In October 1995, the assembly of delegates of the Bremen Medical Chamber spoke out unequivocally against the forced administration of emetics and called on the police physician, Dr. Männche, to change the procedure. He then resigned; in the same year, the head of forensic medicine, Dr. Birkholz, took over this task, for which he wanted to use doctors from his Institute for the Preservation of Evidence. Dr. Birkholz was also involved in the fact that the Assembly of Delegates of the Bremen Medical Association in August 2006 considered the administration of emetics to be “compatible with the professional ethics of physicians”. This was supported by the president of the medical Chamber, Dr. Auerswald. This spoke now of it, the rejecting resolution of 1995 had been „contentwise not thought out“. Probably also to protect Mr. Birkholz from consequences under professional law, Dr. Auerswald issued a letter in the fall of 1996. In this letter, she confirmed her rejection of the compulsory administration of emetics, while at the same time assuring physicians who were required to serve as evidence collectors that they would not have to expect any consequences from the Medical Chamber. On the one hand, on-call physicians on emergency duty or at clinics could thus refuse to perform the service with reference to the Chamber, while on the other hand, Dr. Birkholz was given the opportunity to have his physicians perform the emetic administration unchallenged by the Medical Chamber.
Dr. Birkholz understood the letter as a carte blanche by the medical Chamber. Bremen politicians as well as the press also understood the attitude of the medical Chamber to mean that it agreed to the procedure. Until 2005, the Institute for the Preservation of Evidence carried out the emetic procedures without criticism or hesitation. The doctor who performed the fatal emetic administration to Mr. Condé was also a long-time employee of the Institute for the Preservation of Evidence.
Today, the medical board says it could not have banned the evidence-gathering procedure with ipecacuanha. It could only formulate guidelines that had to be followed by the doctors involved. In doing so, it conceals the fact that it was these guidelines, in their contradictory nature, that made the mass implementation of forced vomiting possible in the first place. If other official bodies had followed the warnings of the Medical Association, the practice of forced vomiting would not have taken place.
That this was a purely protective claim became clear at the latest with the decision of the Ethics Committee in 1998, in which forced vomiting was classified as compatible with medical ethics and even dubbed a ‘social task’.

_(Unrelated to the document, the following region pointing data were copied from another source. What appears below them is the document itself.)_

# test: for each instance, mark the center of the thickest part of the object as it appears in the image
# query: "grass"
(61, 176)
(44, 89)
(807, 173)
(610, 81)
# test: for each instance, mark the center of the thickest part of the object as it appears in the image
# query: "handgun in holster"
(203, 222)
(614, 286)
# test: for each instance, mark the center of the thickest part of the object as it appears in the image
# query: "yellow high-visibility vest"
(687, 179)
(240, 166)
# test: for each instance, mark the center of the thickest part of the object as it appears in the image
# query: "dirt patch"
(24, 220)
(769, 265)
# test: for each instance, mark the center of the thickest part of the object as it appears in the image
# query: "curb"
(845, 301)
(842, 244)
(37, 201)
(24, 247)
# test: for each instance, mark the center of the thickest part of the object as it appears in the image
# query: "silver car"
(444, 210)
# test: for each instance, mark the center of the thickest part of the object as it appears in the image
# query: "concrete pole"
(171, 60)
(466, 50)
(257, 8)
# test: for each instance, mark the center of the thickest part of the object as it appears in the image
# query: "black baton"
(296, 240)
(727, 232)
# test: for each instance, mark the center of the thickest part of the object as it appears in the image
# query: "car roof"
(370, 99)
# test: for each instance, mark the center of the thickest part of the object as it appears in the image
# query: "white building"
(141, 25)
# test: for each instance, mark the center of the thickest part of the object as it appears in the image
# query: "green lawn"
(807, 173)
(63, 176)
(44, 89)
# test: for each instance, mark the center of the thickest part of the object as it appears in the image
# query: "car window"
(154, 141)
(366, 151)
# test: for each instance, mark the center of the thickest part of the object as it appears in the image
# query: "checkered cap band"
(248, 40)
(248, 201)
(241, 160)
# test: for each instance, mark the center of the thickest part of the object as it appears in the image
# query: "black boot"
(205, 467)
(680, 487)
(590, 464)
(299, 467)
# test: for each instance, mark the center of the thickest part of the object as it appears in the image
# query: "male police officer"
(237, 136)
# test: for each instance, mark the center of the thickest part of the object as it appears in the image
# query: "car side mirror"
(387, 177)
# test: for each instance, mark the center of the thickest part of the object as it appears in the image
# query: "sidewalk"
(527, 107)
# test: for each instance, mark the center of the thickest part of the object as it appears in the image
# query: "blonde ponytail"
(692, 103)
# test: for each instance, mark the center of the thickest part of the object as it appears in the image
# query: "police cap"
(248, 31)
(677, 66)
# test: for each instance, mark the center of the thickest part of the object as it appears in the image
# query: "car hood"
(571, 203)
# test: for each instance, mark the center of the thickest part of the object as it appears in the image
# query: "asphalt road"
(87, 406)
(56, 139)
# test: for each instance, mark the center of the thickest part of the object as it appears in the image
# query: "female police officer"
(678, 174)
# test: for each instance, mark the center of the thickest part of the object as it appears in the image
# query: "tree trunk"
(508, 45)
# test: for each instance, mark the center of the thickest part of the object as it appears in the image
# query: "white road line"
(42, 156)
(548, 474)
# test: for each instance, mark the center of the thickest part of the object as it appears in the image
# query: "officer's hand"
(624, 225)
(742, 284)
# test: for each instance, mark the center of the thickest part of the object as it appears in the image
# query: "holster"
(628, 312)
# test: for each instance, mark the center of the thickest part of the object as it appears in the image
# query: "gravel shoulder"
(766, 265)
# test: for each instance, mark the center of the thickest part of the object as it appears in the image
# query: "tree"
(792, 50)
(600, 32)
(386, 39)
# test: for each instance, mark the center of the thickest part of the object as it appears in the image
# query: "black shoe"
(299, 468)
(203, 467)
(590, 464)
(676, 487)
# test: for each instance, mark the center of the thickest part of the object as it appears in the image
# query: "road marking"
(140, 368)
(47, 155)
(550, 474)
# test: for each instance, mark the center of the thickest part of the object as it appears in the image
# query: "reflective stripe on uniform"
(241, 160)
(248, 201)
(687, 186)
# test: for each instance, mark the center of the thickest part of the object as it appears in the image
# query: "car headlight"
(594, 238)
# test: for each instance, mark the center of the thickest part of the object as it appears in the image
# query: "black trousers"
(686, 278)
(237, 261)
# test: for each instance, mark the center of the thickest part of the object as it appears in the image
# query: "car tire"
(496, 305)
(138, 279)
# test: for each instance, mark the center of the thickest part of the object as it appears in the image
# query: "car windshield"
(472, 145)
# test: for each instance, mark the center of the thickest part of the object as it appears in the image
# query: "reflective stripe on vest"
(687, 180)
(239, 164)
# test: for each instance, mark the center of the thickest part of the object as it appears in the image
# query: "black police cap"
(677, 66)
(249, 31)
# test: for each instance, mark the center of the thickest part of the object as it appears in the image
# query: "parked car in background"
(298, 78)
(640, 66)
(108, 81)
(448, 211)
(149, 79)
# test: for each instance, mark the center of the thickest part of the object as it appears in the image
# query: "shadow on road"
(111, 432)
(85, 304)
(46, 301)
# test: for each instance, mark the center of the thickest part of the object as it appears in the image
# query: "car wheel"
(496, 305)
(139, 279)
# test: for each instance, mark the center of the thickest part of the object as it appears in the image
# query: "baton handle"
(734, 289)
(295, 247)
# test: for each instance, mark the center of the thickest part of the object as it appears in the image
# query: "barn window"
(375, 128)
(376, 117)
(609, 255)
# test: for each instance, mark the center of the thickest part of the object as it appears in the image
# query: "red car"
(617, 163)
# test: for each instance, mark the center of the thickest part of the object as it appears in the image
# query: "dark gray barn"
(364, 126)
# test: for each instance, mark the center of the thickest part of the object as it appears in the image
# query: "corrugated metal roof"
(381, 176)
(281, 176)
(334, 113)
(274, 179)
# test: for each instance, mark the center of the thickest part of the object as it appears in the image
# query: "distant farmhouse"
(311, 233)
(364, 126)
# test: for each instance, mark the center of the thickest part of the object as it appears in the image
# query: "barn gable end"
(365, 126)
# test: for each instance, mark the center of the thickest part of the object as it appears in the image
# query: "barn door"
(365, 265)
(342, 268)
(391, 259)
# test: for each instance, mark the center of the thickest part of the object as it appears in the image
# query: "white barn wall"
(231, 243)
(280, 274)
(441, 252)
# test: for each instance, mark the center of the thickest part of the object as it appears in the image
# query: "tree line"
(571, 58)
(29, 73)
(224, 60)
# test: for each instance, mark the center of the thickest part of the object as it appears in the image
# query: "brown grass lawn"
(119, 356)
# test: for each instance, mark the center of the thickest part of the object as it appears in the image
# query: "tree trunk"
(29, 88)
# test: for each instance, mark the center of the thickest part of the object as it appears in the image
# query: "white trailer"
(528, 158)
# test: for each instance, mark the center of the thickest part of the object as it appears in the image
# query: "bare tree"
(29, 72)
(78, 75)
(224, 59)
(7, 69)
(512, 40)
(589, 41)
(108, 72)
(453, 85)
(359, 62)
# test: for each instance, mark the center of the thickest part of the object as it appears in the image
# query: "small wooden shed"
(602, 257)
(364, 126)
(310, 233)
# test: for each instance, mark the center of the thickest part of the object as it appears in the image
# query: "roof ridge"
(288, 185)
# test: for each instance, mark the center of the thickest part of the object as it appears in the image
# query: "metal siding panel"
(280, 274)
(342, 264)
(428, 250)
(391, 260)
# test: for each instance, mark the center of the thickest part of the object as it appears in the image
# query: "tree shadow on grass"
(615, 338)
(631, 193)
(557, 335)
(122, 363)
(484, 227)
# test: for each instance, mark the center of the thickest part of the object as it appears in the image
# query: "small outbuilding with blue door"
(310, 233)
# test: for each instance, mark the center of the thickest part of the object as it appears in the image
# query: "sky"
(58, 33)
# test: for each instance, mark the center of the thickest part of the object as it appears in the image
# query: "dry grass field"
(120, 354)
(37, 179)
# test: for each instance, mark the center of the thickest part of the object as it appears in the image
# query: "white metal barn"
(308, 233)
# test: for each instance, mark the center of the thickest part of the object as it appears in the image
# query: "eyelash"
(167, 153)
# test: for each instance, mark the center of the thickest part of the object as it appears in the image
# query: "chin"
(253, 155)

After the death of John Achidi in Hamburg in 2001, the board of the medical chamber refused to revisit the issue. The resolution from the summer of 1996 was still valid.
Other medical associations, such as those in Hesse and Hamburg, were unambiguously opposed to the use of emetics. However, in 2002, the German Medical Congress also passed contradictory resolutions favoring the continuation of the administration of emetics. While the Ärztetag passed a motion that “the administration of emetics without the consent of the person concerned is not medically justifiable,” the same Ärztetag approved medical involvement in another motion: “if the administration of emetics is essential, it may be justifiable under qualified and medical supervision.”
It was not until 2006, after a ruling by the European Court of Human Rights declaring the forced administration of emetics to be inhumane and degrading, that there was a change in the public positions of the German Medical Congress regarding the administraion of emetics.